In addition to news about the Iran nuclear deal and the Greek economic crisis, readers of The New York Times awoke this morning to a curious story about a supposed new grooming trend: women who dye their armpit hair in a rainbow of hues not seen since those Troll dolls were in vogue.
(Yes, women have armpit hair.)
It’s like a Speedstick truck collided with a Skittles display during an Orange Is the New Black viewing marathon.
Even Marilyn Manson at his most out-there never went this far: we’re talking neon blue, pink, violet, and green. There are YouTube tutorials for the uninitiated, as well as blogs and hashtags devoted to the trend, and at least one salon will even do the work for you, although the service is pricey at $65 (not including a tip, which the colorist definitely will earn).
A photo posted by Miley Cyrus (@mileycyrus) on
May 1, 2015 at 12:15pm PDT
For Miley Cyrus and other women, flying this furry flag is clearly a political act, a way of reclaiming ownership of the body and offering follicular thumb in the eye to the tyranny of the male gaze—a way of saying, “We’re all mammals here, we all have hair, deal with it.”
The story quotes one early adopter, Rachael Bennett, 20. “I do it because it looks cool,” she told the Times. “And because I think that people should be able to do what they please, and feel beautiful regardless of what they do.”
Bennett and the Sisterhood of the Technicolor Pits are also making a statement about themselves. They are artistic. Bold. Powerful. A little different. They see their body as a canvas, but have moved beyond the more fashionable approaches (tattooing, piercing) for something a little more whimsical.
But one critical angle was largely missing from the Times article: men. After all, we guys have armpit hair, too. Not to mention belly hair, leg hair, arm hair, back hair and various other patches of the stuff. Some of us even have ear hair.

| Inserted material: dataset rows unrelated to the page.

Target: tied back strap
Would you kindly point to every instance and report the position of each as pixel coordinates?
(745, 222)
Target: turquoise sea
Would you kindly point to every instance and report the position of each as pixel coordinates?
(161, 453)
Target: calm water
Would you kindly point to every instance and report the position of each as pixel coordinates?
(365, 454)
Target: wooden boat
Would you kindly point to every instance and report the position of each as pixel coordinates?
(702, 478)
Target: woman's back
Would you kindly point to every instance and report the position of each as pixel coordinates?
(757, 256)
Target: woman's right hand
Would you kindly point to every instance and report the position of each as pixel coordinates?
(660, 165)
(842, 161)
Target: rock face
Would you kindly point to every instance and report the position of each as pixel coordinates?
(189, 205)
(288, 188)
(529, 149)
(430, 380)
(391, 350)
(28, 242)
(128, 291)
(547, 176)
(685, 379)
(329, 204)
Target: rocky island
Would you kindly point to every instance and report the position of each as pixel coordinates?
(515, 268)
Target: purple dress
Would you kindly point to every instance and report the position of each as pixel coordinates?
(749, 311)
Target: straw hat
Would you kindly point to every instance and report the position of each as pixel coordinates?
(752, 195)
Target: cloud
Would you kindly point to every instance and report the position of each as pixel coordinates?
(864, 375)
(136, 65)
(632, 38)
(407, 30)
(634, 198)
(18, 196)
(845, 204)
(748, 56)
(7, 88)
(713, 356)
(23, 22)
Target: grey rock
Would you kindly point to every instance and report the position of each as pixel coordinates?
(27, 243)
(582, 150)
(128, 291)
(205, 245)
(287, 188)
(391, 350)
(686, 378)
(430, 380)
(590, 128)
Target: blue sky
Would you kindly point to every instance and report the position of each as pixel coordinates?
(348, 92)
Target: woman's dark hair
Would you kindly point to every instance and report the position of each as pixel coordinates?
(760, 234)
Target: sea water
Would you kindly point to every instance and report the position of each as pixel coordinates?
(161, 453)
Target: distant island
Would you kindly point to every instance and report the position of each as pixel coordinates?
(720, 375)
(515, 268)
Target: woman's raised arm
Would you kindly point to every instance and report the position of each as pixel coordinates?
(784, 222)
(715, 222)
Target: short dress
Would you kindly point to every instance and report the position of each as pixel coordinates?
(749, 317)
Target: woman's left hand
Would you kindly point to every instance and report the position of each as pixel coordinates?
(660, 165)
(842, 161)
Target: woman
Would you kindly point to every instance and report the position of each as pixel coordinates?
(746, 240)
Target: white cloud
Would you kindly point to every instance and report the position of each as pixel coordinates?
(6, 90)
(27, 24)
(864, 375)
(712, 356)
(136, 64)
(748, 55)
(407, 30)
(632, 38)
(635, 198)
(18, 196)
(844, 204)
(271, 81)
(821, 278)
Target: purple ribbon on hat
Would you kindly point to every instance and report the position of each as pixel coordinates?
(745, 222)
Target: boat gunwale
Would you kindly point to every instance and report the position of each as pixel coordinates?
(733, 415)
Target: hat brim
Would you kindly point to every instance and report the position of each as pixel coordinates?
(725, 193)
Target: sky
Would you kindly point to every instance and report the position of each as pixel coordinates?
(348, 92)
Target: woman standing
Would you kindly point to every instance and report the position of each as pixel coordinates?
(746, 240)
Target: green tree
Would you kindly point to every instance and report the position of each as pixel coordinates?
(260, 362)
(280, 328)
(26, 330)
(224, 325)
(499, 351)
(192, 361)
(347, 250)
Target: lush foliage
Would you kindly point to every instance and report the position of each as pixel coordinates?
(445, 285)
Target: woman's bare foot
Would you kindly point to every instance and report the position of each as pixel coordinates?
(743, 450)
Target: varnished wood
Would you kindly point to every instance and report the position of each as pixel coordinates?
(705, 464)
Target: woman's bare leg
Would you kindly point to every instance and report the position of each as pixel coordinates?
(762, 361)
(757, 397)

And today’s evolved gentleman is open-minded, politically aware, and stylish. We’ve adopted plenty of style trends once considered feminine and made them our own, from man jewelry and man-bags to moisturizer and binging on cupcakes. Expanding our pit palette may be the next logical step in our social evolution. If getting full sleeve tats is a sign of tough-guy swagger, a touch of fuchsia under the arms is the ultimate badass grooming move—a sign that you genuinely don’t GAF about society’s hidebound definitions of masculinity and are truly your own man.
It might also get you featured in the Times.